If your documents are fully public and you want CDN caching, use a **custom cache policy** that honors the origin's `Cache-Control` headers but does **not** include `Host` in the cache key. Never re-introduce `Host` into the cache key — it forwards the header and causes a 502.

## Troubleshooting

| Symptom | Cause | Fix |
|  --- | --- | --- |
| **`502 Bad Gateway`** | The `Host` header is being forwarded → CloudFront sends SNI `your-domain.com`, which Foleon's origin has no cert for | Use `AllViewerExceptHostHeader`; make sure no cache policy puts `Host` in the key.
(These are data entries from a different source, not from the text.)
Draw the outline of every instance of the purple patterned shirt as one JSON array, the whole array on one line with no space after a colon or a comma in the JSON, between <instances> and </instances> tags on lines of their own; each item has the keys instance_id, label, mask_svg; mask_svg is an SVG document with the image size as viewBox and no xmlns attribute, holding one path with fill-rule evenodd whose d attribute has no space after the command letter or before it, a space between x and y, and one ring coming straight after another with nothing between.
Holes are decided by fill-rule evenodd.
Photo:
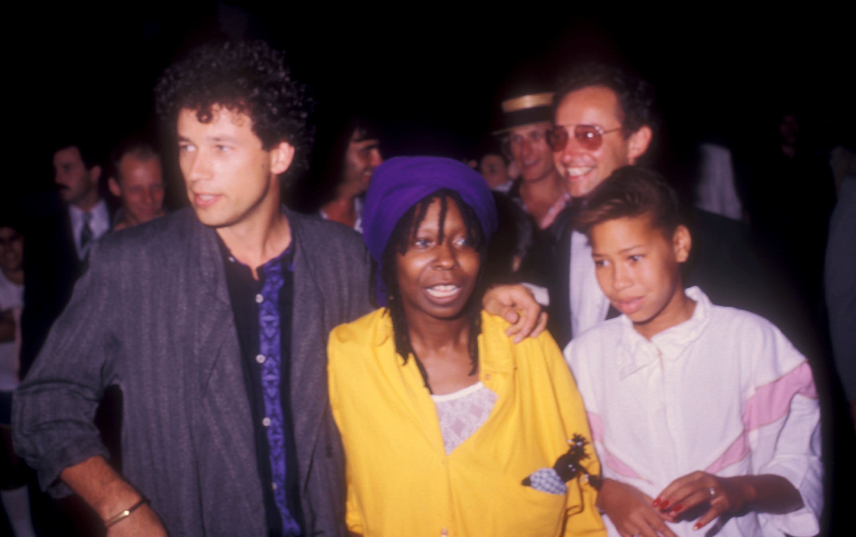
<instances>
[{"instance_id":1,"label":"purple patterned shirt","mask_svg":"<svg viewBox=\"0 0 856 537\"><path fill-rule=\"evenodd\" d=\"M259 356L256 361L261 365L261 387L265 404L265 418L262 425L267 434L270 448L270 473L274 501L282 517L282 529L286 535L300 535L300 528L288 512L286 503L286 438L282 420L282 405L280 399L280 372L282 347L280 337L279 292L283 284L283 265L294 271L290 263L282 263L290 255L291 246L259 268L265 274L261 292L256 295L259 304Z\"/></svg>"}]
</instances>

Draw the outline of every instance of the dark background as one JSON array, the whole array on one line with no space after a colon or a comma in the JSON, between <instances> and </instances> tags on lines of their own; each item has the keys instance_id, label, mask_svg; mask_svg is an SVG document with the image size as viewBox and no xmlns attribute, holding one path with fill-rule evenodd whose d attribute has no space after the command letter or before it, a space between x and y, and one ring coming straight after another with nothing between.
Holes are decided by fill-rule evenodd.
<instances>
[{"instance_id":1,"label":"dark background","mask_svg":"<svg viewBox=\"0 0 856 537\"><path fill-rule=\"evenodd\" d=\"M33 166L14 187L51 187L51 148L41 142L59 130L88 130L105 149L128 132L154 131L157 77L189 48L224 37L265 38L285 50L319 108L374 115L384 156L477 157L503 97L550 86L569 66L592 59L655 85L666 120L660 160L688 137L751 150L775 134L783 111L798 110L801 132L813 132L822 145L852 141L854 47L842 14L598 5L25 8L7 21L21 36L8 50L7 89L21 97L12 111L22 114L15 121L23 126L19 147ZM171 201L181 204L176 171L171 164Z\"/></svg>"}]
</instances>

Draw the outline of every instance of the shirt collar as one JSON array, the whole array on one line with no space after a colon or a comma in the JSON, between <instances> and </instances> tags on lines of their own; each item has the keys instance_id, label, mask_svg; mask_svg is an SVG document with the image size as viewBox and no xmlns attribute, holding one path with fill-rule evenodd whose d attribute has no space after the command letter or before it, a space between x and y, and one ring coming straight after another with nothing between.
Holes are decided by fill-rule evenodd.
<instances>
[{"instance_id":1,"label":"shirt collar","mask_svg":"<svg viewBox=\"0 0 856 537\"><path fill-rule=\"evenodd\" d=\"M687 296L695 301L693 316L646 339L633 328L627 316L621 316L621 335L619 341L618 366L623 380L661 357L674 362L684 350L698 339L710 320L711 304L698 287L687 289Z\"/></svg>"},{"instance_id":2,"label":"shirt collar","mask_svg":"<svg viewBox=\"0 0 856 537\"><path fill-rule=\"evenodd\" d=\"M285 206L284 205L282 206L282 214L285 215ZM262 265L261 267L259 267L259 273L264 273L265 270L268 267L271 266L275 263L288 263L288 268L289 270L294 270L294 250L295 250L294 243L297 242L297 233L294 232L294 226L290 226L290 223L291 222L289 221L289 227L291 229L291 242L288 243L288 245L286 247L285 250L283 250L282 251L281 251L278 255L275 256L274 257L271 257L270 260L268 260L267 262L265 262L264 265ZM217 233L215 232L214 234L217 236L217 246L220 249L220 255L223 257L223 261L225 263L237 263L239 265L242 265L244 267L247 267L247 264L245 264L245 263L238 261L238 259L236 257L235 257L232 256L232 252L229 251L229 246L227 246L226 243L224 243L223 241L223 239L220 238L220 233ZM261 275L261 274L259 274L259 275Z\"/></svg>"}]
</instances>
Confirm the `X-Forwarded-Host` custom header is set. |
| **502 only on the raw `*.cloudfront.net` URL** | Expected when `Host` is forwarded — the `cloudfront.net` host isn't a Foleon domain | Test via your real domain, not the `cloudfront.net` URL |
| **Foleon 404 page** | Reached the gateway, but no document matches the host + path | Check the domain is assigned to a project, the base path matches your URL, and a document is published |
| **Infinite redirect loop** | Origin set to HTTP only; the gateway redirects HTTP→HTTPS | Set the origin protocol to **HTTPS only** |
| **400 / blank page** | `X-Forwarded-Proto` set manually and duplicated by the LB, corrupting the built URL | Remove any `X-Forwarded-Proto` custom header |


## Advanced — one distribution, many domains

The static `X-Forwarded-Host` custom header hard-wires a distribution to a single domain. To serve several domains from one distribution, remove that custom header and attach a **CloudFront Function** on **viewer request** that copies the incoming host into `X-Forwarded-Host`:

```js
function handler(event) {
  var req = event.request;
  req.headers['x-forwarded-host'] = { value: req.headers.host.value };
  return req;
}
```

Keep the `AllViewerExceptHostHeader` origin request policy so the viewer `Host` is still stripped on the way to the origin — the function-set `X-Forwarded-Host` is what carries the domain identity.